Salazar to Highlight Water Challenges in West

By Beacon Staff

BILLINGS – Interior Secretary Ken Salazar said Monday that the West’s limited water supplies face growing pressure from agricultural uses, changing demographics and climate change — underscoring the need for more federal money for water projects.

Salazar spoke at a water issues forum sponsored by Montana State University-Billings, part of a two-day trip to Montana made at the request of Democratic U.S. Sen. Max Baucus.

As a Colorado native whose family has farmed arid lands for 150 years, Salazar said he understands the region’s urgent need for secure water supplies.

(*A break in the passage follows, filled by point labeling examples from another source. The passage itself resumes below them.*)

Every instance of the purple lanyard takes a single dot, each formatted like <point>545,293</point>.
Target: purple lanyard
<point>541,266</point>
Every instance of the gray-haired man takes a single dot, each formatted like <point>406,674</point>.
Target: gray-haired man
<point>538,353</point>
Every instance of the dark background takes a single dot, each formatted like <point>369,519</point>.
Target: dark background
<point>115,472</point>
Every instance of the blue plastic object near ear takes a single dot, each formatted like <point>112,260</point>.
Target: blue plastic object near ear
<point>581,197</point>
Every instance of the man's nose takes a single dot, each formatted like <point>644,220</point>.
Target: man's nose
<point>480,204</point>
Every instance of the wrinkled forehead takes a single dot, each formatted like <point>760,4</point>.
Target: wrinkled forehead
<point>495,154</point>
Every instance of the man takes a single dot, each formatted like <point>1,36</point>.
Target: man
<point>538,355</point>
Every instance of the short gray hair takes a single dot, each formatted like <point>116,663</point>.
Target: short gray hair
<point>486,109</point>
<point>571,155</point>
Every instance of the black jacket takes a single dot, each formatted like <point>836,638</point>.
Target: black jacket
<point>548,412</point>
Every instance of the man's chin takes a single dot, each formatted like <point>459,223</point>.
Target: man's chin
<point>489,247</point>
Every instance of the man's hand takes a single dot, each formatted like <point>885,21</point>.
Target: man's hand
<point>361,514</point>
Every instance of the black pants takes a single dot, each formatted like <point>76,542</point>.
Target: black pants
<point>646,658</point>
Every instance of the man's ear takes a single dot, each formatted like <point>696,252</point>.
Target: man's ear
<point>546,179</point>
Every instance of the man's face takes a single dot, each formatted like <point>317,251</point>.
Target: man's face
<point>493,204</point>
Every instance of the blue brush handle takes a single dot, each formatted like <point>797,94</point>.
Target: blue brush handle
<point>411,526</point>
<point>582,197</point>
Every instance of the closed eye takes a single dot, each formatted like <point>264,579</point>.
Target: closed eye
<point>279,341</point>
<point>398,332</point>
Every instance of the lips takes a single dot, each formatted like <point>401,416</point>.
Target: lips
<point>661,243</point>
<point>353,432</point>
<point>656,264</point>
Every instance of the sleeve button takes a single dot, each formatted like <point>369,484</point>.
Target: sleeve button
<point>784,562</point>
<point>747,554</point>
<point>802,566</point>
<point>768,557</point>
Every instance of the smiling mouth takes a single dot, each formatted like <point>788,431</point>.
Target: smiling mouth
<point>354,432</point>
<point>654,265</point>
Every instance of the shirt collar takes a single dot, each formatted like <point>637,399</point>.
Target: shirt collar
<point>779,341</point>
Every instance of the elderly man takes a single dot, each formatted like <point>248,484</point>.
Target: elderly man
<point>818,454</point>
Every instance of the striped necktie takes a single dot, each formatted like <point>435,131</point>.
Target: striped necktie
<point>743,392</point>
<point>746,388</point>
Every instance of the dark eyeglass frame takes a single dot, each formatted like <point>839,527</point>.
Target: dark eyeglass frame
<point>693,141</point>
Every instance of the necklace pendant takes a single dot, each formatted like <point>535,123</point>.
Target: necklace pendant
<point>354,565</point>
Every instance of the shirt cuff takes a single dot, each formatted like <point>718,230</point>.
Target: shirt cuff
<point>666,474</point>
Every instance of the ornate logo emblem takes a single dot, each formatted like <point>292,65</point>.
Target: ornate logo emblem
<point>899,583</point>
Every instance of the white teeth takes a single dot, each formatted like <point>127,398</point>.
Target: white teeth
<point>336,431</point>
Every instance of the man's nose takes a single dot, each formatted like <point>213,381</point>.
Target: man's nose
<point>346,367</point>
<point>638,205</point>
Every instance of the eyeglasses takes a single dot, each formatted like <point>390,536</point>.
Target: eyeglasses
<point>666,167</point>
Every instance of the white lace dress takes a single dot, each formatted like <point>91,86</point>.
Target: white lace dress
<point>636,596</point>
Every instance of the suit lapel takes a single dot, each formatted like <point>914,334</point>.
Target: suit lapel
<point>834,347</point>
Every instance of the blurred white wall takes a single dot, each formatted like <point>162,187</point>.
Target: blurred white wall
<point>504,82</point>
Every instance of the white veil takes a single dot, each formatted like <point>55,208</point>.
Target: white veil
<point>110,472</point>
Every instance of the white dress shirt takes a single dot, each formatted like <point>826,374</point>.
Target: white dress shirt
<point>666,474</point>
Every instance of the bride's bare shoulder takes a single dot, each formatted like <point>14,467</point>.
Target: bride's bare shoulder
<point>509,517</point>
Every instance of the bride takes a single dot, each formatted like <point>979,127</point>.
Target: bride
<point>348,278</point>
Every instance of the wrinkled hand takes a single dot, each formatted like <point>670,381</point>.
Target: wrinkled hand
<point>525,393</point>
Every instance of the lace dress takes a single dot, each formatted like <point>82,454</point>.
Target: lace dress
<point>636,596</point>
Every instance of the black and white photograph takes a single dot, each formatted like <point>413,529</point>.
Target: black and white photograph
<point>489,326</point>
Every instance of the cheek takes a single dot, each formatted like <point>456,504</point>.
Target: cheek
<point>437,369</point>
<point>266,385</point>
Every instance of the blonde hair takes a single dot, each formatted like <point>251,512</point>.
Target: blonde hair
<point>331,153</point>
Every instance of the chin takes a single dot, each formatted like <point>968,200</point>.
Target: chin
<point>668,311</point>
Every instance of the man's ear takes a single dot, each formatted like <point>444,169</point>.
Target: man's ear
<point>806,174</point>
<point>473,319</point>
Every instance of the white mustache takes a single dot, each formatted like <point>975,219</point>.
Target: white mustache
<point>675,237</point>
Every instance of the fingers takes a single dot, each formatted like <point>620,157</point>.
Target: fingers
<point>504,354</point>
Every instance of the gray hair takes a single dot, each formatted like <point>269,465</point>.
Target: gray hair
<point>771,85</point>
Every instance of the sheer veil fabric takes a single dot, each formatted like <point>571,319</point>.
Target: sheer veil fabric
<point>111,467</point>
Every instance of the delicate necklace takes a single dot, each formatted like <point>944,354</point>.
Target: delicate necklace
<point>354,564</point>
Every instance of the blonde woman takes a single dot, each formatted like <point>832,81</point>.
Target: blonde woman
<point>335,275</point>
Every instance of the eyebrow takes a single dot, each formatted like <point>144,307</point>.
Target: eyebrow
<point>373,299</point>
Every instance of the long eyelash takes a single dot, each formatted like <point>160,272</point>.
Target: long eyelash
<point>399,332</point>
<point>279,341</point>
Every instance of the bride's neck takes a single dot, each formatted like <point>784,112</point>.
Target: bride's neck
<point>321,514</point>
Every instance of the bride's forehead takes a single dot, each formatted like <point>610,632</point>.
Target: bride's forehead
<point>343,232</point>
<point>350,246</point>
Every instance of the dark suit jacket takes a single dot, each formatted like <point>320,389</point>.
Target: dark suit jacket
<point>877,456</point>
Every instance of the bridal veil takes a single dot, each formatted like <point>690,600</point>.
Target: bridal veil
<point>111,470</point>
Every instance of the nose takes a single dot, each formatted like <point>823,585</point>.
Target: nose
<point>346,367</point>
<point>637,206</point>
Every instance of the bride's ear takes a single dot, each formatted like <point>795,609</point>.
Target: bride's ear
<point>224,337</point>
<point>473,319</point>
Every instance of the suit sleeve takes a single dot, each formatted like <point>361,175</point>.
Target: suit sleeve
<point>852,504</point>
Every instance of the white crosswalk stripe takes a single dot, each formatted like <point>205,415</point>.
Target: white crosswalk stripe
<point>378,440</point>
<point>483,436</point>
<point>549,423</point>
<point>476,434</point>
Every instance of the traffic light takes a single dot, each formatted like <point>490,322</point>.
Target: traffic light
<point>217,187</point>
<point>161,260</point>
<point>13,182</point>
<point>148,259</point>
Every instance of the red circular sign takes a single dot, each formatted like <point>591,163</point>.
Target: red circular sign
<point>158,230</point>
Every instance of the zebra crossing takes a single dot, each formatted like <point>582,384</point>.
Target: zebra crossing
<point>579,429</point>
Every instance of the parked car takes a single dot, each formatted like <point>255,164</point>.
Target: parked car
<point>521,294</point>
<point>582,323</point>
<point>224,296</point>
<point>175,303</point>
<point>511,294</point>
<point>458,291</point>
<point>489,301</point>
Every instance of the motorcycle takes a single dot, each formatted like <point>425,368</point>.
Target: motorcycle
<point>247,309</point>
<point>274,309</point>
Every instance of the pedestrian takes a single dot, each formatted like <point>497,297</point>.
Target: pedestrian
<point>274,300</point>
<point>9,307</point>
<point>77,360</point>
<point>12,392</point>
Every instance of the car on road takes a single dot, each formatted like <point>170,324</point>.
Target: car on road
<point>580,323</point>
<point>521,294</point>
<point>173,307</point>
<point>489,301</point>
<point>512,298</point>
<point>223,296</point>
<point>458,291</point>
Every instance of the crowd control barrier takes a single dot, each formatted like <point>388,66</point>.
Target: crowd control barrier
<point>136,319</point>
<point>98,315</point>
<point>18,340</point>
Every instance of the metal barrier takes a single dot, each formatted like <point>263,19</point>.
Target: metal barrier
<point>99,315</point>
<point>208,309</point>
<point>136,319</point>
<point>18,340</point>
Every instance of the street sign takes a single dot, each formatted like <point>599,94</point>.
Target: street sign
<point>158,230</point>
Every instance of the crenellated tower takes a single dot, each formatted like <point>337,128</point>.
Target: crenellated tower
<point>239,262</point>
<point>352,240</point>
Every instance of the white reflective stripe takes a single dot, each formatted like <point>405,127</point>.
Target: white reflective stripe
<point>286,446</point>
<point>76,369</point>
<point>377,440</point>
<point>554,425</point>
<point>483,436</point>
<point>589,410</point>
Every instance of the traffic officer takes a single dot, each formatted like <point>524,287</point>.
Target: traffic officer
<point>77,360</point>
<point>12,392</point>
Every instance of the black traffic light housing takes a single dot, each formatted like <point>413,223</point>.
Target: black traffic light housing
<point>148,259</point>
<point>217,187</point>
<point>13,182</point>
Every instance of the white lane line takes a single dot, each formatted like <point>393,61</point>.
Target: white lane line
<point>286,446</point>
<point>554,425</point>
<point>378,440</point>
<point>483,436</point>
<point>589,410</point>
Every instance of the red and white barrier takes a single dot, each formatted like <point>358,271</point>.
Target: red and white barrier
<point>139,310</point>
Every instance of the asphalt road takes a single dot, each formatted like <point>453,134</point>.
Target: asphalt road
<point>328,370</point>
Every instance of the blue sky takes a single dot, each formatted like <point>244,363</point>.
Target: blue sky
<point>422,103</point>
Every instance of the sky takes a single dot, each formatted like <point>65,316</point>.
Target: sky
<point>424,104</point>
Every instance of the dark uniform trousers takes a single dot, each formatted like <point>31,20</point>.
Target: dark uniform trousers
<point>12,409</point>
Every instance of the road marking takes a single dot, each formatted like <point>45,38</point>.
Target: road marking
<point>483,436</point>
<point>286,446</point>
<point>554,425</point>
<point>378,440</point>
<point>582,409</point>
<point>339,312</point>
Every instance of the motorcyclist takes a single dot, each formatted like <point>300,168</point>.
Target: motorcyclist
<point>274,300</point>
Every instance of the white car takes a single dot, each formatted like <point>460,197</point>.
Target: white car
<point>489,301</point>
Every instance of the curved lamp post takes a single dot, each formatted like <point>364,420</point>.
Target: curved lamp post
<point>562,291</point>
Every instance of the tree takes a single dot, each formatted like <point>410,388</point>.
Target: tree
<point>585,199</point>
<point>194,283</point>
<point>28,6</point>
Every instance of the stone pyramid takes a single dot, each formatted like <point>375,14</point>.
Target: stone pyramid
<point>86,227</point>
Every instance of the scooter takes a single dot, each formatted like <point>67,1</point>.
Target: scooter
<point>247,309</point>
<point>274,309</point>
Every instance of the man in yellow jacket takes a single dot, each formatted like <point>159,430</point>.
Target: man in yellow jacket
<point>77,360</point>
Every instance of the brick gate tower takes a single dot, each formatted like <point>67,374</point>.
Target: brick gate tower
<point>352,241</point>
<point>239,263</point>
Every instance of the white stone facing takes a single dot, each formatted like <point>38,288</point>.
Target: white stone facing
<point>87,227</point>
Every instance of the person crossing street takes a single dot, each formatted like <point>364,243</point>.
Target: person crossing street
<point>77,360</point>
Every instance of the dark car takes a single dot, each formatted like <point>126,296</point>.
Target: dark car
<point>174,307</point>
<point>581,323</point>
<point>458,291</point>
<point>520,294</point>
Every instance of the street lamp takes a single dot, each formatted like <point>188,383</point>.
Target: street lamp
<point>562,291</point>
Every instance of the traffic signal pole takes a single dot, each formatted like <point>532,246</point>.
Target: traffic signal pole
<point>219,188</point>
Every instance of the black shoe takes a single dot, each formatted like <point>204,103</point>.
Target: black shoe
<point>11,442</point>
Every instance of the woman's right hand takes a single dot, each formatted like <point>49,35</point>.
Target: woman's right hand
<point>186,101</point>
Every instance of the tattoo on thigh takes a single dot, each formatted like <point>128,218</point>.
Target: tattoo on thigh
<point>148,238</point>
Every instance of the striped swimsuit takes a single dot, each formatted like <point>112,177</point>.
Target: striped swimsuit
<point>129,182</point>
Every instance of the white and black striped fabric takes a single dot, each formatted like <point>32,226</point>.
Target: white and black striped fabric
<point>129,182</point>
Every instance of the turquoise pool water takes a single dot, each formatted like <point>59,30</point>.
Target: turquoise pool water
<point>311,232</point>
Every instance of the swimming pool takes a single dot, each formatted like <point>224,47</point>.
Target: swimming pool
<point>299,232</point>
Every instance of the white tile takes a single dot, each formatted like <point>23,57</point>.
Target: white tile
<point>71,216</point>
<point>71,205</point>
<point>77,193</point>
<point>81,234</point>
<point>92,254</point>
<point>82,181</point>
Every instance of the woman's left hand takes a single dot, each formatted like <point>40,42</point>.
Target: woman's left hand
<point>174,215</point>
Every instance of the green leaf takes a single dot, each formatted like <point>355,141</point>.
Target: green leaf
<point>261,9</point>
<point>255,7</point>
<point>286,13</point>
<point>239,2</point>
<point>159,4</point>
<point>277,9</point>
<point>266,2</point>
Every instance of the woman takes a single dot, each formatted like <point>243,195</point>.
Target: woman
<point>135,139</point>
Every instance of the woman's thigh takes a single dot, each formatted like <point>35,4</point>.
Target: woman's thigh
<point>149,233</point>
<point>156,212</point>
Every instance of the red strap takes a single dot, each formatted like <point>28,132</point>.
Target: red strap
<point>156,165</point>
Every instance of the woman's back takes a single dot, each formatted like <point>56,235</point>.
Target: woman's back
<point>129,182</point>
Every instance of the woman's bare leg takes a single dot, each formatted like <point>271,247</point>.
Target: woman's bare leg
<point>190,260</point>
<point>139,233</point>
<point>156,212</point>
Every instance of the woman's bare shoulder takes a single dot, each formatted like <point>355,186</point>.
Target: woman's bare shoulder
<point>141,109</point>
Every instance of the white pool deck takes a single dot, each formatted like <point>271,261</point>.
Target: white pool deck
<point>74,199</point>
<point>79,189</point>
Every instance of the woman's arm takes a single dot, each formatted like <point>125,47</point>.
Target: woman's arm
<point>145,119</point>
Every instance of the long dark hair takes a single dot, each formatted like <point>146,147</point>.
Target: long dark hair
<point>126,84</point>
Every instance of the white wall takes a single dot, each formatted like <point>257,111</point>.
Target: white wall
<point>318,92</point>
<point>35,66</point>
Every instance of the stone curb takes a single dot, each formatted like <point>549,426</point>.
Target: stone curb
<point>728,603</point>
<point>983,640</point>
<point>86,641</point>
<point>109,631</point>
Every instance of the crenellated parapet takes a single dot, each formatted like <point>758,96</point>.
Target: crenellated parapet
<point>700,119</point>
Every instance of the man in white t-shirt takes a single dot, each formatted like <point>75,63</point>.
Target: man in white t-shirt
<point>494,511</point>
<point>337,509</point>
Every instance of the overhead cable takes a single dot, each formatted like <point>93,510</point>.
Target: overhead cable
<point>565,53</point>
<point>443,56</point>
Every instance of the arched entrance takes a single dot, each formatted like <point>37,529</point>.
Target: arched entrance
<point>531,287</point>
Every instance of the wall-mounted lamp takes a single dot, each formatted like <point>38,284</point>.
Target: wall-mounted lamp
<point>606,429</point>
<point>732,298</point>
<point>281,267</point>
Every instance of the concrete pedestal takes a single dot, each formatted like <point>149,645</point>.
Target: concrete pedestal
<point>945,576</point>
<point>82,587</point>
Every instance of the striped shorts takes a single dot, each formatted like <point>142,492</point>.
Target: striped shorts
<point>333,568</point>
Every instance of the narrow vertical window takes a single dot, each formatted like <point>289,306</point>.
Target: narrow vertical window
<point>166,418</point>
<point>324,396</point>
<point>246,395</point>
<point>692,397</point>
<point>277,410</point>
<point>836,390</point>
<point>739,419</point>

“There is an absolutely inextricable tie between water supplies and food supplies in this country,” he said. “We need to make sure we’re beating our drum loudly.”

He said climate change threatens to make dry areas in the West even drier — even as a rapidly expanding population and ongoing agricultural needs amplify demands for water.

The secretary also said the administration was releasing $60 million for previously announced drinking water supply projects on the Fort Peck and Rocky Boy reservations. That’s a small installment on billions of dollars in pending water projects on Indian reservations and elsewhere — a price tag that in the past has far exceeded available funding.

Baucus said he and the state’s other Democratic senator, Jon Tester, would use Salazar’s visit to press for his agency to release more water into the Bighorn River.

The Bighorn flows into southeastern Montana out of Wyoming and has been a long-standing point of contention between the two states. Interior’s Bureau of Reclamation controls releases into the river from Yellowtail Dam.

Salazar pledged to more closely examine the issue, but declined to side with Montana in the interstate fight.

Tester and Baucus said Salazar’s Western roots should help him sympathize with Montana’s water needs — something Baucus said wasn’t the case under the Bush administration.

“Our annual precipitation in Montana is 13, 14 inches,” Baucus said. “Washington D.C. is 44 inches a year. It just doesn’t rain here, so we really need to protect our water.”